Viernes, 21 de agosto de 2009 | Hoy
ES MI MUNDO
Anders als die Andern (Diferente de los otros, 1919) es la primera película de la historia con temática homosexual explícita y perspectiva militante. Producida apenas la Primera Guerra Mundial había terminado, constituye un documento impresionante sobre el encuentro entre una estética y una ética.
Por Daniel Link
El Dr. Magnus Hirschfeld (14/5/1868 - 14/5/1935) fundó en 1897 el Comité Científico Humanitario (Wissenschaftlich-Humanitäres Komitee) para defender los derechos de los homosexuales, promoviendo la anulación del artículo 175 del Código Civil prusiano que criminalizaba las relaciones entre personas del mismo sexo.

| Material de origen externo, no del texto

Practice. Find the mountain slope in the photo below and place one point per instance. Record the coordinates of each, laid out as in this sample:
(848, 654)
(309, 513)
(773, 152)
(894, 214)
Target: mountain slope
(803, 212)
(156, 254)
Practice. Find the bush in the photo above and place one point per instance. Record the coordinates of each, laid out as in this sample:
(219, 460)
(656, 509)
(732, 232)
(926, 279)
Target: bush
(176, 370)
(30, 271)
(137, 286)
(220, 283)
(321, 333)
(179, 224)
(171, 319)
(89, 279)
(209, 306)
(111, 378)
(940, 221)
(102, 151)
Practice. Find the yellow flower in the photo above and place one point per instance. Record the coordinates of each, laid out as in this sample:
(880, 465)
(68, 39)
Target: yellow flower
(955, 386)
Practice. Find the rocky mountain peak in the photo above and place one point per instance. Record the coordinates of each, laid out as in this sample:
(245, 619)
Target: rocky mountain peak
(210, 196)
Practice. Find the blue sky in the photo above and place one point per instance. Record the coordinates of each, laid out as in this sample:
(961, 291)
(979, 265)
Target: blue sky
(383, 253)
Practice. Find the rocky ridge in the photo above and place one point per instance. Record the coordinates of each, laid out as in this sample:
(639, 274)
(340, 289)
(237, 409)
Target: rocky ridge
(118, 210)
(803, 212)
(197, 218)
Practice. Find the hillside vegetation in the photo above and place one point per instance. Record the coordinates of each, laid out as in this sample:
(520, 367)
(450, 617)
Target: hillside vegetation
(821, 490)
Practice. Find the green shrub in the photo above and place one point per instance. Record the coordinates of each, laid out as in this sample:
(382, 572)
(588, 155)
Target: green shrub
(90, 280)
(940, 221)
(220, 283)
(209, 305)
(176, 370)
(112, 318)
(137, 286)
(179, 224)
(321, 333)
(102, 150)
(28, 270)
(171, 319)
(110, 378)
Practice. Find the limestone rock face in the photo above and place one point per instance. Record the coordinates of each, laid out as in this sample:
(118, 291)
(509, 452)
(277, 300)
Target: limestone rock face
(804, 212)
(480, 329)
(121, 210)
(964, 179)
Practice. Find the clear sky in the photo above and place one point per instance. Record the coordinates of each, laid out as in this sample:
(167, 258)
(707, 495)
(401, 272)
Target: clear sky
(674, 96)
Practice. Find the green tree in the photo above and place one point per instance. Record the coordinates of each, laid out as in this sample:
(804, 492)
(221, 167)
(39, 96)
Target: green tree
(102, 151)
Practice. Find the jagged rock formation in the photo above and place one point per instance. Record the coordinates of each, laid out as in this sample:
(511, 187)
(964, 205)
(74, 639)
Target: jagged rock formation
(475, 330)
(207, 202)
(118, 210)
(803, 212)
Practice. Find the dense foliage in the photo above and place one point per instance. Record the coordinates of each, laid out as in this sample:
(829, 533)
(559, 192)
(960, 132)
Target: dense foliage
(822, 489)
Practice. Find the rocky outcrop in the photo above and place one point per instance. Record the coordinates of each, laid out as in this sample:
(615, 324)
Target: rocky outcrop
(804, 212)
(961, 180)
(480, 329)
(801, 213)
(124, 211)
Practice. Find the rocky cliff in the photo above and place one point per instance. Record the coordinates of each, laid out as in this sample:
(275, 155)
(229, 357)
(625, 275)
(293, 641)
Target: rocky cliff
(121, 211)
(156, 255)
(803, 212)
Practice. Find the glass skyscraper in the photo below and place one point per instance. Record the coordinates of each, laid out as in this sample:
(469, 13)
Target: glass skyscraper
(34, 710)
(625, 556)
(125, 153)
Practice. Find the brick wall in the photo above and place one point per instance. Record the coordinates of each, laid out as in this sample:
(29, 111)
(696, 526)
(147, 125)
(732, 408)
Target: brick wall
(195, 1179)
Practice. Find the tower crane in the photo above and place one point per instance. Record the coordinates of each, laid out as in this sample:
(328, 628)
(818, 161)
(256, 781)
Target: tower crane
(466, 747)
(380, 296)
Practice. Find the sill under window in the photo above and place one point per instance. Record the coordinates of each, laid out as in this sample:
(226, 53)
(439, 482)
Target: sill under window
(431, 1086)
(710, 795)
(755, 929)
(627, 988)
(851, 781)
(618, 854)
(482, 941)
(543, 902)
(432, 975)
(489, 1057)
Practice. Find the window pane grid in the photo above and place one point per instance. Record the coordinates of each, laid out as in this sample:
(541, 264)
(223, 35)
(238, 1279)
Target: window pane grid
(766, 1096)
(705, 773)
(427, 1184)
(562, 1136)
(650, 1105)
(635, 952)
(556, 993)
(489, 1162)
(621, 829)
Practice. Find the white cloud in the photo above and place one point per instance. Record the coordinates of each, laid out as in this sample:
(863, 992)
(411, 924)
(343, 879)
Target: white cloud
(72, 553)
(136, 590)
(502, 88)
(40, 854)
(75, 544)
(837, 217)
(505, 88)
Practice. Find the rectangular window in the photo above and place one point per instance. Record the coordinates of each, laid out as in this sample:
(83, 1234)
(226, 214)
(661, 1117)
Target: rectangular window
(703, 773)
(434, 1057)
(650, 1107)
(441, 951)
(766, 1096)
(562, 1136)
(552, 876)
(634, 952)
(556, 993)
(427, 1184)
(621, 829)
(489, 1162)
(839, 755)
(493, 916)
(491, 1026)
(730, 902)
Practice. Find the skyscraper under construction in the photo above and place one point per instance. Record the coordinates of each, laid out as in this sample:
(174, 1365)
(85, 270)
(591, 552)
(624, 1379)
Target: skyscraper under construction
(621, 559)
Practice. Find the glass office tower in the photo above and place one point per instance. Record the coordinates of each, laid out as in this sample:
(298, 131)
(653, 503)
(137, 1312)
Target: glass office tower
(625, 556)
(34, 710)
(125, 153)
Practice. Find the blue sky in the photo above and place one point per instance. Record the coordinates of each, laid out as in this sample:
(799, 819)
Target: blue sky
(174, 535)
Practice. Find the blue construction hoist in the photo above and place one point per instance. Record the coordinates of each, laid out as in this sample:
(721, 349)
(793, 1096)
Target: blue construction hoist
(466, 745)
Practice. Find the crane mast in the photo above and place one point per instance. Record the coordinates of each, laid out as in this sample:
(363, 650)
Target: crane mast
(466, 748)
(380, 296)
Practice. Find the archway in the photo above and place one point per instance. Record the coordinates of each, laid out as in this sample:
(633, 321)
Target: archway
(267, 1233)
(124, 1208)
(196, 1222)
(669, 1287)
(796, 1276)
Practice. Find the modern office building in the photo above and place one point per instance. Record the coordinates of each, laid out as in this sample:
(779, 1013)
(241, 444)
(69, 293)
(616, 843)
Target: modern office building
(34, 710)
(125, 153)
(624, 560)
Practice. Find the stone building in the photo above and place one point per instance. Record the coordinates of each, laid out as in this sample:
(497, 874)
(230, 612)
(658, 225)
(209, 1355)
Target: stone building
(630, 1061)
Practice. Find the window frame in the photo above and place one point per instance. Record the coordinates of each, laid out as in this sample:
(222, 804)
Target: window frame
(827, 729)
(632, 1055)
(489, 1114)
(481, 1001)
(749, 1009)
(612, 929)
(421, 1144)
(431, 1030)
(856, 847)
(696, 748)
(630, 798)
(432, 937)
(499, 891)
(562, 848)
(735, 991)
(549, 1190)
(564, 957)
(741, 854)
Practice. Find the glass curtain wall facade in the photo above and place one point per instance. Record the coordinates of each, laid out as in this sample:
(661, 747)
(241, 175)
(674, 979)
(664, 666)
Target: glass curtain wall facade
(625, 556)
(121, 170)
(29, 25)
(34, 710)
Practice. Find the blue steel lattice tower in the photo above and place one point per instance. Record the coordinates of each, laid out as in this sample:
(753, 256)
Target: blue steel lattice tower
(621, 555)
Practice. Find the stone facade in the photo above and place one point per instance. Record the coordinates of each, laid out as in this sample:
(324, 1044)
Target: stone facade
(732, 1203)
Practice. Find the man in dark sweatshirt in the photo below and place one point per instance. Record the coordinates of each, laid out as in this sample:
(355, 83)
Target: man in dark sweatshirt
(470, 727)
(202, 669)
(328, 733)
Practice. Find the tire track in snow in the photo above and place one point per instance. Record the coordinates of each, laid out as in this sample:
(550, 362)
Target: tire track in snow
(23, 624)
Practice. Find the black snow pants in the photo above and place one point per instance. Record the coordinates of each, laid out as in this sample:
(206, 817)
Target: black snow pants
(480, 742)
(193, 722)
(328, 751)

Como parte de esa campaña, que incluía la recolección de firmas (Hirschfeld se las ingenió para incorporar en su vasto listado de adherentes a lo más granado de la intelectualidad de la época), el médico propuso al cineasta Richard Oswald la realización de una película que mostrara en qué estado de desprotección legal vivían las personas homosexuales. Médico y cineasta (ambos militantes) idearon una ficción moralizante que se estrenó el 28 de mayo de 1919 con considerable escándalo, que luego se perdió y que fue reconstruida hace dos décadas por Stefan Drösler para el Museo del Cine de Munich (Alemania), a partir de los fragmentos que pudieron rescatarse de una copia encontrada en Ucrania, fotografías y sinopsis del guión.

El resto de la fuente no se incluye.